Inflow Performance Relationships With Inertial Effects in the Reservoir

Abstract

ABSTRACT This work presents results on inflow performance relationships (IPR) under the presence of inertial effects in the reservoir. Both, slightly compressible liquid flow and solution gas-drive systems are considered. Up to date, most of the studies on this area have been directed toward dry gas reservoirs. However, as it is shown in this paper, the presence of non-Darcy flow has a sound effect on inflow performance for reservoirs containing other fluids. Thus, the shape of the IPR curve for a liquid flow system may present a parabolic behavior, similar to the shape of the multiphase IPR curves. For the case of multiphase flow it is illustrated that the value of the exponent "n" in Fetkovich's equation1, is smaller than one when non-Darcy flow effects are important. This observation agrees with Fetkovich1 conclusion based on field data. It is also verified that a cartesian plot, as suggested by Jones, Blount and Glaze2, is useful to detect and evaluate the presence of non-laminar flow. The behavior of the integrand of the deliverability equation suggested by Fetkovich1 is explored under multiphase non-Darcy flow and a new deliverability equation is presented.
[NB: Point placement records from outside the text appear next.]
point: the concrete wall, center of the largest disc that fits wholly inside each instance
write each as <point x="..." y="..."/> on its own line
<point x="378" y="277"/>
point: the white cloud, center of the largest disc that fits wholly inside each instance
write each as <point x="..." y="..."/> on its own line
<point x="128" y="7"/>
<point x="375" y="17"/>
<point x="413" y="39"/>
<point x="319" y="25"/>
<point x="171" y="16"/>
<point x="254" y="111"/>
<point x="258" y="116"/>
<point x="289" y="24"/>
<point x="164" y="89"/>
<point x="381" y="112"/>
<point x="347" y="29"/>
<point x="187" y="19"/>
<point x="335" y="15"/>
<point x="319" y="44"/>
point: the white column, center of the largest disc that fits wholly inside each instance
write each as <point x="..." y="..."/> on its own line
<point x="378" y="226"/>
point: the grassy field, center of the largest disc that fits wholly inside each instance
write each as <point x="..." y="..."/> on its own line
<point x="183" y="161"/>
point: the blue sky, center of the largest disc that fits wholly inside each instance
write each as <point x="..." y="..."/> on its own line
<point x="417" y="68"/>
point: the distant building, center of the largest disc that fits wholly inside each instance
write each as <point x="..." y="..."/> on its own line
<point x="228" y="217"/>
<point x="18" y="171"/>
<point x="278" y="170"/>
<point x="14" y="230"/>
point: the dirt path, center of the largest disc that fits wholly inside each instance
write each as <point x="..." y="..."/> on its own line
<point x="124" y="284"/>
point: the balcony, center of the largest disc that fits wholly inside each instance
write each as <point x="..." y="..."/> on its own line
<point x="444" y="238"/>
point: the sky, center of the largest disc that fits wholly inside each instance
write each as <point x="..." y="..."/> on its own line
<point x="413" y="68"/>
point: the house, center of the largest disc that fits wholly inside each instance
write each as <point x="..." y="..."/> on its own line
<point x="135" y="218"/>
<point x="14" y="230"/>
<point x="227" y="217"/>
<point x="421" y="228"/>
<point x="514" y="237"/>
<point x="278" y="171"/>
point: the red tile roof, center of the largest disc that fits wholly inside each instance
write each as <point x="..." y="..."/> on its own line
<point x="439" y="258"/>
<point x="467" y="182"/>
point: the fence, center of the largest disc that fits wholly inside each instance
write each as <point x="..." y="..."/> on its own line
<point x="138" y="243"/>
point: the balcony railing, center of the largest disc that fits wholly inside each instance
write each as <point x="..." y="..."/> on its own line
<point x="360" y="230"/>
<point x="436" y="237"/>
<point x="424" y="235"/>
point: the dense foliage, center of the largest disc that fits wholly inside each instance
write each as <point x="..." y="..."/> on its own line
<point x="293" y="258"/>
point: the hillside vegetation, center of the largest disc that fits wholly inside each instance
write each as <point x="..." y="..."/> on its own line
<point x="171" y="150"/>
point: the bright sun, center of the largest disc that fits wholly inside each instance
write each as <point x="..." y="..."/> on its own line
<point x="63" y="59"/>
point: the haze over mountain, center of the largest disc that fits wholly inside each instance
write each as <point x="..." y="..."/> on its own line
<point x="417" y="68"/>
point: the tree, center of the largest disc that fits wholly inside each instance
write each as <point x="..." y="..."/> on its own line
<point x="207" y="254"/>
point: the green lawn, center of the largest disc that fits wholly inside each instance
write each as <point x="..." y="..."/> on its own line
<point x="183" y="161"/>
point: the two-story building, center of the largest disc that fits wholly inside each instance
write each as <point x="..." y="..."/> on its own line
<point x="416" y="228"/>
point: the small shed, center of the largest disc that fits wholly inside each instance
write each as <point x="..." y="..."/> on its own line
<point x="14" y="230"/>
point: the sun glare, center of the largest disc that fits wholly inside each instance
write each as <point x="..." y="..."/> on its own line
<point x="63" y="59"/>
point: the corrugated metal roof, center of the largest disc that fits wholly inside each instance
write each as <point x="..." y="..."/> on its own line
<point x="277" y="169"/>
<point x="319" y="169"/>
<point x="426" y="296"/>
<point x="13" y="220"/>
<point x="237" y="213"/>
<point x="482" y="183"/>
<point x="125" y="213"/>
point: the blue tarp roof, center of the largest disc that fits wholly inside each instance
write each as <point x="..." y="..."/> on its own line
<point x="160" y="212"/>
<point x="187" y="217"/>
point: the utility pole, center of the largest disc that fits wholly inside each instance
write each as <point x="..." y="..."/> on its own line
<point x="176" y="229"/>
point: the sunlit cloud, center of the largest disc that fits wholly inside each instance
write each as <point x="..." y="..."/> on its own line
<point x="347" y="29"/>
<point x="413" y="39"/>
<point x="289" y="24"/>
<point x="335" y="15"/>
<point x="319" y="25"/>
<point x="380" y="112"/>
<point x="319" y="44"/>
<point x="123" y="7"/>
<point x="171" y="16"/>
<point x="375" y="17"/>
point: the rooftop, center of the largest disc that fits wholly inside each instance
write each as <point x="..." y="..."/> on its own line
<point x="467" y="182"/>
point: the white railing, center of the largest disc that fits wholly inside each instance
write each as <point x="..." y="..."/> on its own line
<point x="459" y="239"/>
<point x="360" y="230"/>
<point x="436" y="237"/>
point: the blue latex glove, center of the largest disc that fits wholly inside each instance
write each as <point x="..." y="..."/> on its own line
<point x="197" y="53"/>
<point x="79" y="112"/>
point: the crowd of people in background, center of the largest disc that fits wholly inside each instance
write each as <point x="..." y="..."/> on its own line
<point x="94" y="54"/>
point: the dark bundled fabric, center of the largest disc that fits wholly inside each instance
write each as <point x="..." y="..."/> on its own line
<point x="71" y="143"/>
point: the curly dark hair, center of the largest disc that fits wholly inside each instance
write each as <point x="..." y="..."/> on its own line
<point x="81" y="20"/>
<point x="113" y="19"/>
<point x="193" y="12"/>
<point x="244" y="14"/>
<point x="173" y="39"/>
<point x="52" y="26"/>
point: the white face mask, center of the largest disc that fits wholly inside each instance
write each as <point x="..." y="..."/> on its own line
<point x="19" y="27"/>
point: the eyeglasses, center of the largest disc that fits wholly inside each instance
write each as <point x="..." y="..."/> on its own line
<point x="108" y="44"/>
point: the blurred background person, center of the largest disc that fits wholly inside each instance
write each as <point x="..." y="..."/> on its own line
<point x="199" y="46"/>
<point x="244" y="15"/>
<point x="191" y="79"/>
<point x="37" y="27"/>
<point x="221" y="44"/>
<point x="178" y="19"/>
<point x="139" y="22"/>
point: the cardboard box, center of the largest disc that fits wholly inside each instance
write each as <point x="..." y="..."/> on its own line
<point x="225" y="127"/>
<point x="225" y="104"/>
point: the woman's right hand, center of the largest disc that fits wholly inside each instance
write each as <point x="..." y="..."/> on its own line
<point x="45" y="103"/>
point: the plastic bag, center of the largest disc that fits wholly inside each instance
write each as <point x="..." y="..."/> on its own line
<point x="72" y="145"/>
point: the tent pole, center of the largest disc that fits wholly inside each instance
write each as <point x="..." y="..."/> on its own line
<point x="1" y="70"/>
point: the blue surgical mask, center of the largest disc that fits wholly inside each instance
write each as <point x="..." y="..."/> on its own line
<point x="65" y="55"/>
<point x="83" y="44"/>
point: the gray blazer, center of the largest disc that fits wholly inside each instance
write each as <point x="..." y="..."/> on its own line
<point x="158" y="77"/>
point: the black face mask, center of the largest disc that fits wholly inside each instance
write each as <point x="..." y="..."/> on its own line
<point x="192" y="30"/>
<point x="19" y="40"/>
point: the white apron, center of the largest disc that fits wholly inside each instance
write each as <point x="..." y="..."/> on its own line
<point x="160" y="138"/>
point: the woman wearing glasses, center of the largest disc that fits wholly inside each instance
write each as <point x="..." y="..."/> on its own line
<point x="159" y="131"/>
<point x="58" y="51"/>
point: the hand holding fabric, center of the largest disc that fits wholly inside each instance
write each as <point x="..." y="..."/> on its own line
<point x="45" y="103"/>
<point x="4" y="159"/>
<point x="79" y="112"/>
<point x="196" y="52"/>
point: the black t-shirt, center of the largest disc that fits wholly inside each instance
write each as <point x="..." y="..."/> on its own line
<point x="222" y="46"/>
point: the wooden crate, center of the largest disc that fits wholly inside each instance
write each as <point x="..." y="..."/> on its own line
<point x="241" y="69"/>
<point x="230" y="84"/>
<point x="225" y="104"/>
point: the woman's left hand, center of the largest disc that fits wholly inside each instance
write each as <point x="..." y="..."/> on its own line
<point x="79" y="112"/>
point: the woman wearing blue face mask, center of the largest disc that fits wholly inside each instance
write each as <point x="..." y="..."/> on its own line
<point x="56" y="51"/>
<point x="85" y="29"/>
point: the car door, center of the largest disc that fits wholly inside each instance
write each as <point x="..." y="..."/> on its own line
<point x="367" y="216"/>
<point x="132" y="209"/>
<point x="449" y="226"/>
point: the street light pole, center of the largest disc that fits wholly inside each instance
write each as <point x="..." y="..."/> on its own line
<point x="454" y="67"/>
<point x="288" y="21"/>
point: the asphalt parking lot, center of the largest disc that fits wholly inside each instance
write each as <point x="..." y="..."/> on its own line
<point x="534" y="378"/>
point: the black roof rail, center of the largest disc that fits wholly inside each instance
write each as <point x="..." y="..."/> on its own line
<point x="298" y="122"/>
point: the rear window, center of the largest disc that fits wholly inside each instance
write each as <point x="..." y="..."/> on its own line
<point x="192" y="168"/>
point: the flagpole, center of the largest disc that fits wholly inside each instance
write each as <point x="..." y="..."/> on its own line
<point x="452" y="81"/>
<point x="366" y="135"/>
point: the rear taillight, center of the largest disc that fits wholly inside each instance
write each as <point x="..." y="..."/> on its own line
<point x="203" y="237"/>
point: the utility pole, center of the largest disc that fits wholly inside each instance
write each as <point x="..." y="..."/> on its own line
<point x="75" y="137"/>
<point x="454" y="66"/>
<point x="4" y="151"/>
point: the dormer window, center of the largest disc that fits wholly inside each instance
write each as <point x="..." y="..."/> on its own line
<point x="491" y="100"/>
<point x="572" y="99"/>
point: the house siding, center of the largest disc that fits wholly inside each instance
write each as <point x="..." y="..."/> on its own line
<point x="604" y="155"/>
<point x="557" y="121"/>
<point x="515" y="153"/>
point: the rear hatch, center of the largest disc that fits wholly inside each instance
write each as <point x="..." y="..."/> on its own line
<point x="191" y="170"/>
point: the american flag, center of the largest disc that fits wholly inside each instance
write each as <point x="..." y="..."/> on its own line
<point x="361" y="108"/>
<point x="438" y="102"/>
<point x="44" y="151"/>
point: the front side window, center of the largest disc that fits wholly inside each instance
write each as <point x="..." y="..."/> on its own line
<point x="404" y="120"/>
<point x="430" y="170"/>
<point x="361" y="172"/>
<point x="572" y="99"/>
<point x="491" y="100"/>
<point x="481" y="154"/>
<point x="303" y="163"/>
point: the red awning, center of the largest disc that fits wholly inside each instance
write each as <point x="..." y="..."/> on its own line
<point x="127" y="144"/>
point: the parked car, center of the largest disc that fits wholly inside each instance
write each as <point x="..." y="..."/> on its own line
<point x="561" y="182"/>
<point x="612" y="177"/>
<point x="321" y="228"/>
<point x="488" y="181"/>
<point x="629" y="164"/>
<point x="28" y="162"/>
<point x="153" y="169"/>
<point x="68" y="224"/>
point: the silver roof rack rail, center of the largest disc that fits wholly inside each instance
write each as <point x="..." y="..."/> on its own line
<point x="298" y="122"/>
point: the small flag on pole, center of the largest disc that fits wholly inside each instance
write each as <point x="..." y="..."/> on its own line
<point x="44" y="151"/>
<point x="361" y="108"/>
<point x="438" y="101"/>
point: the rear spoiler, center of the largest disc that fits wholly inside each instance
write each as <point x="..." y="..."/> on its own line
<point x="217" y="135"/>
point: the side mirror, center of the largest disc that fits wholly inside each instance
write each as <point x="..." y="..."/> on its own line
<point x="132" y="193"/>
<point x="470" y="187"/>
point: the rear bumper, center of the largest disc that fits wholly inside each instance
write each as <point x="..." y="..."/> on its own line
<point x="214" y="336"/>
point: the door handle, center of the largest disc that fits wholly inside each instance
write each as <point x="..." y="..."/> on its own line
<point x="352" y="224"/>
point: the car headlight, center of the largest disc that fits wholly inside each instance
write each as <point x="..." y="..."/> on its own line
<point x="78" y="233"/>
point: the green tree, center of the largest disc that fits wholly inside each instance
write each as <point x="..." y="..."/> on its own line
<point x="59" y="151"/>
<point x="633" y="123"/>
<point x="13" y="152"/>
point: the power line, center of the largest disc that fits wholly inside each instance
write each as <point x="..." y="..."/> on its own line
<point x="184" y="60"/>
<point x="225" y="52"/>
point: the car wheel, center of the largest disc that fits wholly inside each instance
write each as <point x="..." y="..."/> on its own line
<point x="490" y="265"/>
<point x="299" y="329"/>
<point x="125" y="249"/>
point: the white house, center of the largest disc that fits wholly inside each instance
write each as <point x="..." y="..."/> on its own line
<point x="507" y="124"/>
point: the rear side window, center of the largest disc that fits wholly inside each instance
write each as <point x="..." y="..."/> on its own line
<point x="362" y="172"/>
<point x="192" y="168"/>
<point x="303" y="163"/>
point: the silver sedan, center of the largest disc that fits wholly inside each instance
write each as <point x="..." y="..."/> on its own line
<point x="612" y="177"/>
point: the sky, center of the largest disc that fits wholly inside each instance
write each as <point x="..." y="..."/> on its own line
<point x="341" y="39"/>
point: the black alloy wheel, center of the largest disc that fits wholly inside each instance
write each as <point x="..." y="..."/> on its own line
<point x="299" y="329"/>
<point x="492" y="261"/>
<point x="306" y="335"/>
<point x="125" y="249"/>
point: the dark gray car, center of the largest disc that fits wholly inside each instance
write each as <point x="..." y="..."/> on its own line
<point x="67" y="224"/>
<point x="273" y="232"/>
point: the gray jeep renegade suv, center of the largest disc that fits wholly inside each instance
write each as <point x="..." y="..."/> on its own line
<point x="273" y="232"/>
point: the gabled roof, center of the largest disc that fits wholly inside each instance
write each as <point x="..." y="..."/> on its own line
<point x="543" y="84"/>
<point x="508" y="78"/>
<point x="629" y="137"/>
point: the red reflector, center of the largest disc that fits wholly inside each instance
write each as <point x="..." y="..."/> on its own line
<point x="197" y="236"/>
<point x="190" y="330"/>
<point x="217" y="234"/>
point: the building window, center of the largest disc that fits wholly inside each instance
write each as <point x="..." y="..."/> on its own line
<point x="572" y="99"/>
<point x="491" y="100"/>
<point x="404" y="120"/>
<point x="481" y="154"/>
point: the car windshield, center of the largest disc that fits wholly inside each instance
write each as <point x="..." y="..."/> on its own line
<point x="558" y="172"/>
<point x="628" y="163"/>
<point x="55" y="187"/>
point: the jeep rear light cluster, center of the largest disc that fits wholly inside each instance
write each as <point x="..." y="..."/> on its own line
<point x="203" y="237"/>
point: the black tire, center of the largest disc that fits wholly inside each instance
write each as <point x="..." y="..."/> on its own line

Synthetic examples obtained with a finite difference black-oil simulator are presented. The numerical model considers a variable bubblepoint formulation, which has important consequences under non-laminar flow, especially on the repressurization effects which influences the rate-pressure behavior. Also, field examples are presented. Different procedures proposed in the literature to predict oil rates are examined under non-laminar flow conditions.